I have faith that we are a long way from the record here but personally I don't ever remember this many comments where no one has admitted they were wrong about something.
ReplyDeleteI'm wrong.
ReplyDeleteSomebody else has probably said this, but surely there would have to be some sort of marker for the end of the added section.
ReplyDeleteJan Krans and I have each published short articles in the current issue of NTS, rebutting Philip's 2017 NTS article. Jan and I worked independently, but our articles seem to compliment each other quite nicely, and they come to the same conclusion. You can access my article for fee by using the link on my blog here.
ReplyDelete(Should read 'free'!) Good work, on which it is hard to comment without getting a ruler out. But it strikes me as hardly conceivable that, if somebody were designing a system of signification for the margins of a manuscript, they would make a horizontal line mean two different things depending on its length. There are so many other possible marks that would be much clearer and less dependent on accuracy in a) making and b) comprehending them.
DeleteTo save the less expert of us a little time, 1 Corinthians 14.28 ff is here: https://digi.vatlib.it/view/MSS_Vat.gr.1209/1478 (page 1474). Surely if the scribe wanted to mark added text they would mark the end as well as the beginning of the added section? But there are no marks at the end of verse 35.

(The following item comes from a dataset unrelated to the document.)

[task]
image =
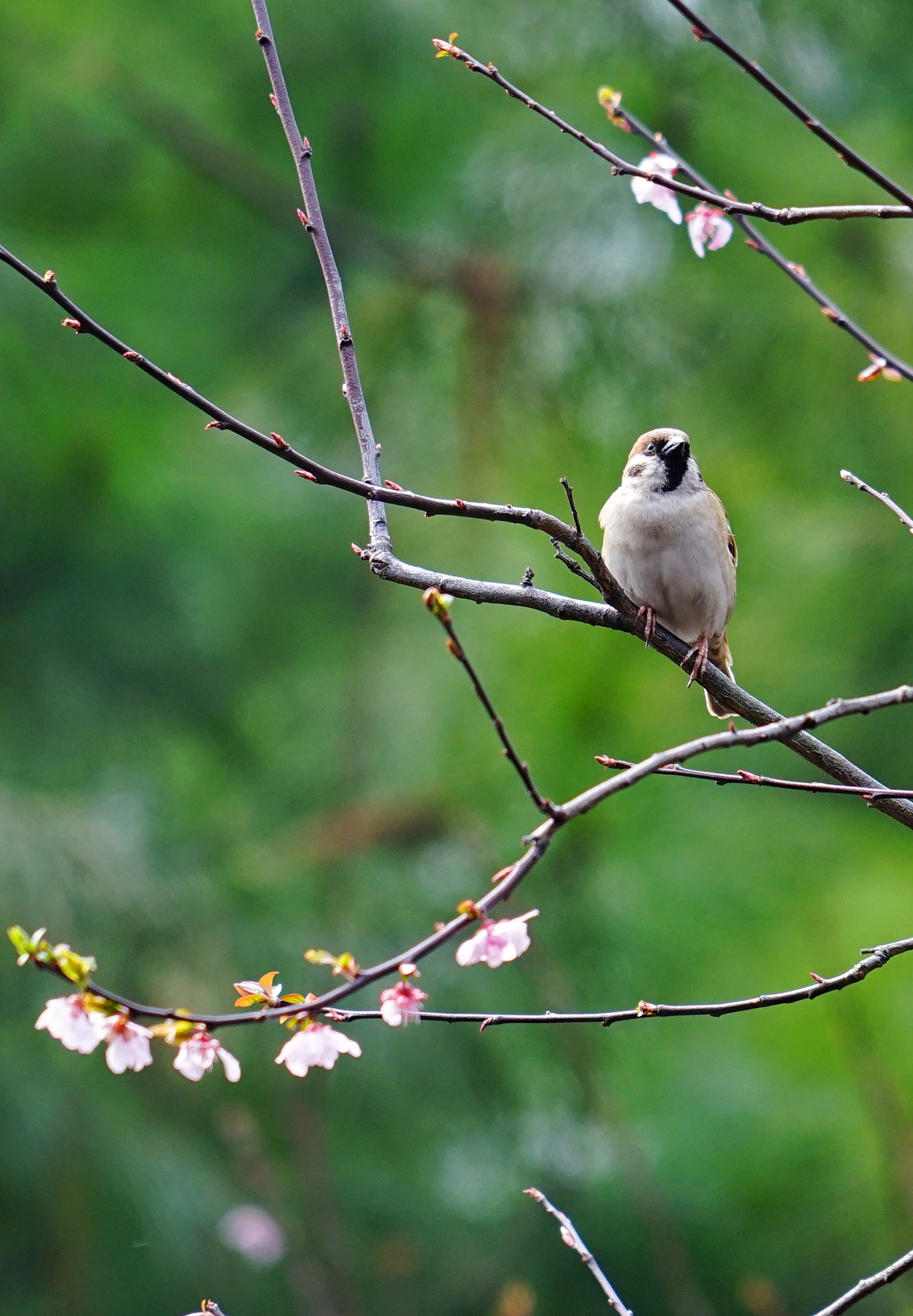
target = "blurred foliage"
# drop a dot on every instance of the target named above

DeleteNot only Payne argues that there's a significance in interpretation of a symbol (in this case a horizontal line) based on a difference in its length, but what goes unmentioned in many articles, is that that difference is only about 1 mm! Given that all lengths vary between 3 and 5 mm, or a spread of 2mm, how is a 1 mm even within the physical control of a scribe, let alone significant enough to mark such an important thing as a textual variant?
DeleteAnonymous, your point is valid, but has been addressed in the comments, and in my NTS article. Payne's arguments about dots and dashes are not valid, but he is nevertheless correct that 1 Cor 14:34-35 was an interpolation.